Despite the increasing burden of hospitalizations for HF, there are significant limitations of the existing research on the epidemiology, clinical characteristics, care management, and outcomes of patients admitted for worsening HF (WHF). “Our current understanding of WHF comes from observational studies using administrative or claims data, national databases, or quality improvement registries,” explains Andrew P. Ambrosy, MD. “However, these data sources are inherently limited by the accuracy and completeness of diagnostic coding and voluntary reporting.”
Randomized clinical trials assessing drugs and devices apply standardized definitions to ensure the enrollment of well-defined target populations and to validate outcomes of interest, but this approach is time-consuming and resource intensive. “The promise of Big Data is it can potentially improve efficiency,” says Alan S. Go, MD. “EHRs and advances in data science are making it possible to more quickly automate approaches on a healthcare system-wide level that leverage the full range of structured and unstructured data.”
Assessing Temporal Trends in WHF Hospitalization Rates
In JAMA Open Network, Dr. Ambrosy, Dr.
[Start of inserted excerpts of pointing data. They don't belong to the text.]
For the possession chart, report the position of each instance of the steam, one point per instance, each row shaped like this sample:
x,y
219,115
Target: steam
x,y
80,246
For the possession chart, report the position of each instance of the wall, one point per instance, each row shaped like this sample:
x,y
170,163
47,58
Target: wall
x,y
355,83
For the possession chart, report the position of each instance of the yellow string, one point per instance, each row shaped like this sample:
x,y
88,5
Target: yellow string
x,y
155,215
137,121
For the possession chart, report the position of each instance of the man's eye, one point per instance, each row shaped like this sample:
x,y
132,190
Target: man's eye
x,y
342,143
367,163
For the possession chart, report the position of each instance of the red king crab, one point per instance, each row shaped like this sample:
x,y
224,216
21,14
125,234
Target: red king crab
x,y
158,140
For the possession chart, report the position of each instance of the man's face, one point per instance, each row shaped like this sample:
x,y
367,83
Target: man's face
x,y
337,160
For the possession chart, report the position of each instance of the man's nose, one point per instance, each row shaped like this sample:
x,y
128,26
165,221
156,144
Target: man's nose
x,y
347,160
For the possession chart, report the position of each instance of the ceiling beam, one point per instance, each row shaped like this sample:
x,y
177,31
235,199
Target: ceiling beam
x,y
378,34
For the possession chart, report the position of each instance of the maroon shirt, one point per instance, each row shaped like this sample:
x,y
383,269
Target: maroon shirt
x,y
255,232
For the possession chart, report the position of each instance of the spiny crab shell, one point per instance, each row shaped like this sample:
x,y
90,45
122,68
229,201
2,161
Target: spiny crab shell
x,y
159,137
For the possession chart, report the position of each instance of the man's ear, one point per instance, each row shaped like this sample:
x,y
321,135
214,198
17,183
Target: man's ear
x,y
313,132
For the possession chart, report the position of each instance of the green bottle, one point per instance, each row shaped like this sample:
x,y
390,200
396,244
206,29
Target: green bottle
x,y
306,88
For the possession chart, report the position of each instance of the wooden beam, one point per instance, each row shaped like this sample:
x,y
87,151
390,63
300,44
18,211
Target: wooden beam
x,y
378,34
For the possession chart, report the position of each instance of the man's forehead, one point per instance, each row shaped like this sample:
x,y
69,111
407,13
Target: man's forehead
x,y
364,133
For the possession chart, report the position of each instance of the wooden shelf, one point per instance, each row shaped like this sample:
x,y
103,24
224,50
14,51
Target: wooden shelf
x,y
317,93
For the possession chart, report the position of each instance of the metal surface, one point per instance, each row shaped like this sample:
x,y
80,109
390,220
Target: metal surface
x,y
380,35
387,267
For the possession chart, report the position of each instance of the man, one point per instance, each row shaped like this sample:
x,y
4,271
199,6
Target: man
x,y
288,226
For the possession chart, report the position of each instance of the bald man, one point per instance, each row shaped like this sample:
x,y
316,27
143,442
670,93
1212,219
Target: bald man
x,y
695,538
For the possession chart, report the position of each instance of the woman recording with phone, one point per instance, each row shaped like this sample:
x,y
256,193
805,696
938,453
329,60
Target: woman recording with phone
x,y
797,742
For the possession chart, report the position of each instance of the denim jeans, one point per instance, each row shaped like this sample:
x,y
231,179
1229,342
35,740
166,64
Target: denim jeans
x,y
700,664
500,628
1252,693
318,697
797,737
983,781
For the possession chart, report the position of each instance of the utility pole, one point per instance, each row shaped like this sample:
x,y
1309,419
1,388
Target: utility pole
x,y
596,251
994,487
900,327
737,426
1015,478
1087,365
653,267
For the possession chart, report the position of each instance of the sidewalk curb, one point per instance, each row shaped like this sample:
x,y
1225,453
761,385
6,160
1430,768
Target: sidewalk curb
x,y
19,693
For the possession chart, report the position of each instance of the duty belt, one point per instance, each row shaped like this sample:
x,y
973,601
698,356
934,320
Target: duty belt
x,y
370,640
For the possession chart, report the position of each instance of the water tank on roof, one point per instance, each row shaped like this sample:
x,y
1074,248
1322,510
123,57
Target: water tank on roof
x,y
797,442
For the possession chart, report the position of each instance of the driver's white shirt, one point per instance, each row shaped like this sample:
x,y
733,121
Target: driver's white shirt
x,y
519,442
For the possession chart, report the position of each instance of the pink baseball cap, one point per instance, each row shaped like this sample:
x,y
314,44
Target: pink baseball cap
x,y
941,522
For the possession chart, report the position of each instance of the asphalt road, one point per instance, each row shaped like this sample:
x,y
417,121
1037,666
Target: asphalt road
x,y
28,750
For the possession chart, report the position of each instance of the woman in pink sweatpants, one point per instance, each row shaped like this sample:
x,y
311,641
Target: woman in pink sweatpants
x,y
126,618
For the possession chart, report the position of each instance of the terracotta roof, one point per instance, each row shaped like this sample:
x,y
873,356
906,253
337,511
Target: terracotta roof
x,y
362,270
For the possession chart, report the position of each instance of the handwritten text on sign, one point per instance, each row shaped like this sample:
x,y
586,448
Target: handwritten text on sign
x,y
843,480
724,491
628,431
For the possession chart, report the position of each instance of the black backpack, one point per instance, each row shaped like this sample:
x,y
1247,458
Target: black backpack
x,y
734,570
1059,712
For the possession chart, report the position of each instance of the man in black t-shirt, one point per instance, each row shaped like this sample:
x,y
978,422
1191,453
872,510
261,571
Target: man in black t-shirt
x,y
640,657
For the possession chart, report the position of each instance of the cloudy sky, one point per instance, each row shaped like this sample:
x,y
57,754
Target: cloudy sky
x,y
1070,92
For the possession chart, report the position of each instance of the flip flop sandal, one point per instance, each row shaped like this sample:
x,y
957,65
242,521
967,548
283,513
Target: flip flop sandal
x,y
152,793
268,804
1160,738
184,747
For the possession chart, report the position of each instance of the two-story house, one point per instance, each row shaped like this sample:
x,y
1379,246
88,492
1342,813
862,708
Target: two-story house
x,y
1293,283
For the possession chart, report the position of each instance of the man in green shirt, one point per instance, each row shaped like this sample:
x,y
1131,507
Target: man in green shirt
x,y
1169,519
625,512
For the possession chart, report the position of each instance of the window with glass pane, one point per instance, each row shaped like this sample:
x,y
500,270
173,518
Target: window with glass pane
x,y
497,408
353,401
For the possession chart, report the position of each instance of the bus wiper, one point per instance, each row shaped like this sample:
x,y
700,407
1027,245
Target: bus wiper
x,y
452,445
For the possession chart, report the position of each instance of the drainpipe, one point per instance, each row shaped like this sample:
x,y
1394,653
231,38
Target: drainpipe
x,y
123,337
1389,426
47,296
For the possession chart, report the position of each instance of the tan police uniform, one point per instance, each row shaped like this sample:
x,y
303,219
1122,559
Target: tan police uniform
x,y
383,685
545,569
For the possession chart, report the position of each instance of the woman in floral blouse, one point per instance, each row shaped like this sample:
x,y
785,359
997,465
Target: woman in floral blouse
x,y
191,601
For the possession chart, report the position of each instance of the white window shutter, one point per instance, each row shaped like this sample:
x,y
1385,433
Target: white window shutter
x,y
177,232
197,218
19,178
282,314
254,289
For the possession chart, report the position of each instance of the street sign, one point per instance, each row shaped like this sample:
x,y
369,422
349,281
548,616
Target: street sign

Go, and colleagues reported on rule-based natural language processing (NLP) algorithms that were applied to state-of-the-art EHR data to describe the epidemiology and temporal trends in hospitalization rates for WHF overall and by the degree of left ventricular systolic dysfunction from 2010 to 2019. Using a consensus definition in line with FDA guidance, hospitalizations for WHF were defined as patients having one or more symptoms, two or more objective findings (including one or more signs), and a change in HF-related therapy (eg, new administration of intravenous loop diuretics and/or initiation of hemodialysis or continuous kidney replacement therapy). Signs and symptoms were identified using NLP algorithms that were applied to EHR data.
The study evaluated data on nearly 288,000 HF hospitalizations, with 65,357 patients having a principal discharge diagnosis of HF and 222,635 having a secondary discharge diagnosis of HF. Of note, 49.5% of patients had HF with a preserved ejection fraction (HFpEF), 11.6% had HF with a midrange ejection fraction (HFmrEF), 20.8% had HF with a reduced ejection fraction (HFrEF), and 18.2% had HF with unknown ejection fraction.
NLP-Based Algorithms Better Characterize Hospitalizations for WHF
The study team found that the overall rate of hospitalizations for WHF identified using NLP-based algorithms increased from 5.2 to 7.6 per 100 hospitalizations annually during the 10-year study period (Figure). “A gradual increase was seen in hospitalization rates for WHF, and a more prominent increase was seen in patients with HFpEF, particularly in those with systolic function below normal,” says Dr. Ambrosy. Subgroup analyses demonstrated the following based on NLP-based algorithms:
- HFpEF hospitalization rates increased from 2.6 to 3.9 per 100 hospitalizations
- HFrEF hospitalization rates increased from 1.5 to 1.9 per 100 hospitalizations
- HFmrEF hospitalization rates increased from 0.6 to 1.0 per 100 hospitalizations
Applying NLP-based algorithms to structured and unstructured EHR data was technically feasible and highly accurate, according to the study group. “We observed a more than two-fold increase in the burden of WHF hospitalizations when compared with estimates based entirely on principal discharge diagnoses,” says Dr. Ambrosy.
Broader Application May Help Personalize Medicine in WHF
Using NLP algorithms and the full range of EHR data to identify hospitalizations for WHF is an important first step to reducing reliance on claims data and patient registries, according to Dr. Ambrosy. “The next step is to apply this model to identify WHF cases presenting to emergency departments and clinics,” he says. “With a better understanding of the epidemiology, healthcare systems can triage resources appropriately when managing patients with WHF. Hospitalizations for HF are the tip of the iceberg—these are sentinel events that should trigger clinicians to review medications and treatment plans.”
Dr. Go says the NLP algorithms used in the study are adaptable for other healthcare systems. “The key for each institution is to test, refine, and customize algorithms based on the needs of the healthcare system,” he notes. “Importantly, these algorithms are not intended to replace clinical judgment. Instead, they should be used to improve efficiency and accuracy when identifying WHF on a large scale. This technology can help us in our efforts to personalize medicine and improve individual patient- and population-level outcomes.”
Andrew P. Ambrosy, MD, has reported receiving grants from Novartis AG, Abbott, and the National Heart, Lung, and Blood Institute during the conduct of the study and grants from Amarin outside the work discussed in this article. Alan S. Go, MD, has reported receiving grants from Novartis AG during the conduct of the study and grants from the National Institute of Diabetes, Digestive, and Kidney Diseases and the National Heart, Lung, and Blood Institute outside the work discussed in this article.